Letter to the editor | Small-business programs deserve protection

As a long time advocate for legitimate small businesses across the country, I have to disagree with Jerry Grossman's comments and suggestions on federal small business contracting policy.

Mr. Grossman talks primarily about the needs and concerns of the government and government contractors. What about the needs and concerns of the American people? After all, we do live in a democracy, and the sole purpose of the government and government contractors is to carry out the will of the people.

The primary problems with federal small business contracting programs are not that goals are too high, size standards are too low, or that there is not enough "liquidity to investors."

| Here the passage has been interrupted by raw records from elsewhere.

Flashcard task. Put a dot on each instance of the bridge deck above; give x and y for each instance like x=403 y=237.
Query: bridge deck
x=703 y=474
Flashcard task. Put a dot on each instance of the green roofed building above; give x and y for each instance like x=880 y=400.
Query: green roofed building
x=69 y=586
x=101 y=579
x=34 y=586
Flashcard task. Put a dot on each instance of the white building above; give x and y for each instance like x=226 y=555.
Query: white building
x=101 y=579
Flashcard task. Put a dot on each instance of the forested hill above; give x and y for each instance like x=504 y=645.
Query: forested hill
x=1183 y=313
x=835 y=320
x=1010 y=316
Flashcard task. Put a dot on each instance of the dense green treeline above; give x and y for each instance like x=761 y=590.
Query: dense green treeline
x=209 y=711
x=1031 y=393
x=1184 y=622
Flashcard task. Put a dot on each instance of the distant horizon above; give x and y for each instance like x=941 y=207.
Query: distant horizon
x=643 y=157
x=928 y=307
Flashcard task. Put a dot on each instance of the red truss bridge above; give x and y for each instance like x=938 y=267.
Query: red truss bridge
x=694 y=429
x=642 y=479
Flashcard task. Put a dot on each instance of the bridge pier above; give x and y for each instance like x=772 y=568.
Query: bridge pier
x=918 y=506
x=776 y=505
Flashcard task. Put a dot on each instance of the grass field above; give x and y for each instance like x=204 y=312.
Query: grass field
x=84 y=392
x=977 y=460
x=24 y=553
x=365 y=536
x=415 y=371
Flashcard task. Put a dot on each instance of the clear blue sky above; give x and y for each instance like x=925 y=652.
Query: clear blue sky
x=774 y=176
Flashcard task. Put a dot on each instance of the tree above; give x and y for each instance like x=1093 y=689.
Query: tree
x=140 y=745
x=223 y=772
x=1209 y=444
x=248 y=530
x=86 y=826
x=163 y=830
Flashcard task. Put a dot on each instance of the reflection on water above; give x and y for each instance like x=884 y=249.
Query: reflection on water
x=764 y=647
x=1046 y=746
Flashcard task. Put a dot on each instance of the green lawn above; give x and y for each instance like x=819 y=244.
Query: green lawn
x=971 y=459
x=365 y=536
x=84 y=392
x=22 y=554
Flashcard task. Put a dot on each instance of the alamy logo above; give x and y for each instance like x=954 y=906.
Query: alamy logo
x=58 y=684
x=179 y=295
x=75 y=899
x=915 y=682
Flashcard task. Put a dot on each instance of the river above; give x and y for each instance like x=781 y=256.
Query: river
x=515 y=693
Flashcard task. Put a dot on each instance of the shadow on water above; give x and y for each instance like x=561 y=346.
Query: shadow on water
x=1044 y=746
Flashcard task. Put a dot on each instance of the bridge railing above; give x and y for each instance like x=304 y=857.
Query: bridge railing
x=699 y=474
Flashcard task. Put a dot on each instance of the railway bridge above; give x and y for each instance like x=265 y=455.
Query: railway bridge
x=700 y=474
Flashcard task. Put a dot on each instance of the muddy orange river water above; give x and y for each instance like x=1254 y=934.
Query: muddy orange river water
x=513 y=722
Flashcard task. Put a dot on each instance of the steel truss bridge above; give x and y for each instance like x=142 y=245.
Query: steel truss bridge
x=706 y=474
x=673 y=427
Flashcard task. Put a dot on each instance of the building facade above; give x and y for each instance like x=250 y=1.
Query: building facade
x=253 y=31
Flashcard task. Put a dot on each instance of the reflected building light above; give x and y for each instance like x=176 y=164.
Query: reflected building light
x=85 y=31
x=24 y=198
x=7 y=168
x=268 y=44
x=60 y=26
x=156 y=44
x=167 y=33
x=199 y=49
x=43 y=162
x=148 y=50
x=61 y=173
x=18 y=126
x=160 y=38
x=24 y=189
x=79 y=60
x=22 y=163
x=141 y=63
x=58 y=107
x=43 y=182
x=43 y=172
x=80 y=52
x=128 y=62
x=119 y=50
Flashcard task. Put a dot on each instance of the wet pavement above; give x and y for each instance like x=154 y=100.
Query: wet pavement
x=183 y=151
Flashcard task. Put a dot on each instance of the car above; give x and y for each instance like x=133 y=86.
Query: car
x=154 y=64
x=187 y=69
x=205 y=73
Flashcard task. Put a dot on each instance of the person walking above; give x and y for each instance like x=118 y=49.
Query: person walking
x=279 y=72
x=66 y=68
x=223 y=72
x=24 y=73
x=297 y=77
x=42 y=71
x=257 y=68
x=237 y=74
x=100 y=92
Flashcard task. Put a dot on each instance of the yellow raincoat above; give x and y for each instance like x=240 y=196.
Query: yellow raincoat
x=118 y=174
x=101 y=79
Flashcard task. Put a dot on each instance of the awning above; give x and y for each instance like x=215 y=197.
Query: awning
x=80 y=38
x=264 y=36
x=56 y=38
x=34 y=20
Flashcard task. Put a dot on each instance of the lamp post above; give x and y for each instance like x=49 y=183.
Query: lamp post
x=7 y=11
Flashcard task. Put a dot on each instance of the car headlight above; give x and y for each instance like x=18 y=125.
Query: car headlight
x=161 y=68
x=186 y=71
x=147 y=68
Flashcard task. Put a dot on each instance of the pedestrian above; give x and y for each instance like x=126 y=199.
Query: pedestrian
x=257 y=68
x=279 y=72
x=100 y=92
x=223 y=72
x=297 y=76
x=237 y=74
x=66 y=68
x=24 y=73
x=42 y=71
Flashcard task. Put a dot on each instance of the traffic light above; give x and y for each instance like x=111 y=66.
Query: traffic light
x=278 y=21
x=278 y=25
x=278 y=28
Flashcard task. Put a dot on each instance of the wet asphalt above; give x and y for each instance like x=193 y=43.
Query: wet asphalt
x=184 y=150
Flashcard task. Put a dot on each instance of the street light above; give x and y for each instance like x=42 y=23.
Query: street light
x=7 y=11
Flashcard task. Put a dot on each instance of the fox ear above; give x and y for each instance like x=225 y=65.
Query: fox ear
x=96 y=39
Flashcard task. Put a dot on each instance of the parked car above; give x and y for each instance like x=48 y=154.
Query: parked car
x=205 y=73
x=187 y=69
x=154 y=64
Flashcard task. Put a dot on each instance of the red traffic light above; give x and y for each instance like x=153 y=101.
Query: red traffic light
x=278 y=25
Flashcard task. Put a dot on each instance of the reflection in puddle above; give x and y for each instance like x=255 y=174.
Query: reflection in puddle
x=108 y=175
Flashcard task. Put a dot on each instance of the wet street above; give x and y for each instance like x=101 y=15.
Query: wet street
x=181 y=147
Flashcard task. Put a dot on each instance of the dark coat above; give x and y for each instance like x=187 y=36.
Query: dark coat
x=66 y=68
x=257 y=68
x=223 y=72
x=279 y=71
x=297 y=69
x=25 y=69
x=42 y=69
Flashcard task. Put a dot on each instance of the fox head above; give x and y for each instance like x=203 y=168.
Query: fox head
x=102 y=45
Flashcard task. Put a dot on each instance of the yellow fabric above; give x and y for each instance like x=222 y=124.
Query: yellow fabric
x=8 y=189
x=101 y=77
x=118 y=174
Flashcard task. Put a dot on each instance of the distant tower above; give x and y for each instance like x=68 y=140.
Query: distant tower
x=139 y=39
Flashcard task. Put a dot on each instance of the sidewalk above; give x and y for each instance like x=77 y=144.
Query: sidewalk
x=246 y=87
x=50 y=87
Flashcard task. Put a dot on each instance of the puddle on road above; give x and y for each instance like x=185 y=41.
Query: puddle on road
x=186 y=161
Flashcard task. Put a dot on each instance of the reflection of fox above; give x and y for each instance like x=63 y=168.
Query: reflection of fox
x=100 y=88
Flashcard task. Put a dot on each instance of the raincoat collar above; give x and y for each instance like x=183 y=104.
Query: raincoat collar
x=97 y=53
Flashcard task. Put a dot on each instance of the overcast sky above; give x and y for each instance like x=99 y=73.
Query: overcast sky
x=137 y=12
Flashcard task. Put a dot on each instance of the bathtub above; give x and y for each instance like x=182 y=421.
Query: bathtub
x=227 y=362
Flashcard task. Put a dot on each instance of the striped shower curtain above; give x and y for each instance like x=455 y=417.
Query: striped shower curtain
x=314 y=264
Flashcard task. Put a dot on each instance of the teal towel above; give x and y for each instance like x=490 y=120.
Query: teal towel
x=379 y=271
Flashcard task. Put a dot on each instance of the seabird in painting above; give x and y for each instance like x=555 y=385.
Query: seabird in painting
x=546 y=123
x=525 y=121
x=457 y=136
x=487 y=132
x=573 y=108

The real problems with federal small business contracting programs can be found in the 15 federal investigations into small business contracting programs, which have been released since 2003. In each case, federal investigators found that billions of dollars in federal small business contracts have been diverted to large businesses through fraud, abuse, loopholes, intentional mismanagement and a blatant lack of oversight. Just this summer, four federal investigations have been released, which found dramatic abuses in federal small business contracting programs.

Report 5-15 from the Small Business Administration Office of Inspector General provides the most accurate and objective assessment of this issue. It states, "One of the most important challenges facing the Small Business Administration and the entire federal government today is that large businesses are receiving small business procurement awards and agencies are receiving credit for these awards."

I believe Mr. Grossman, his clients and every federal employee should consider this.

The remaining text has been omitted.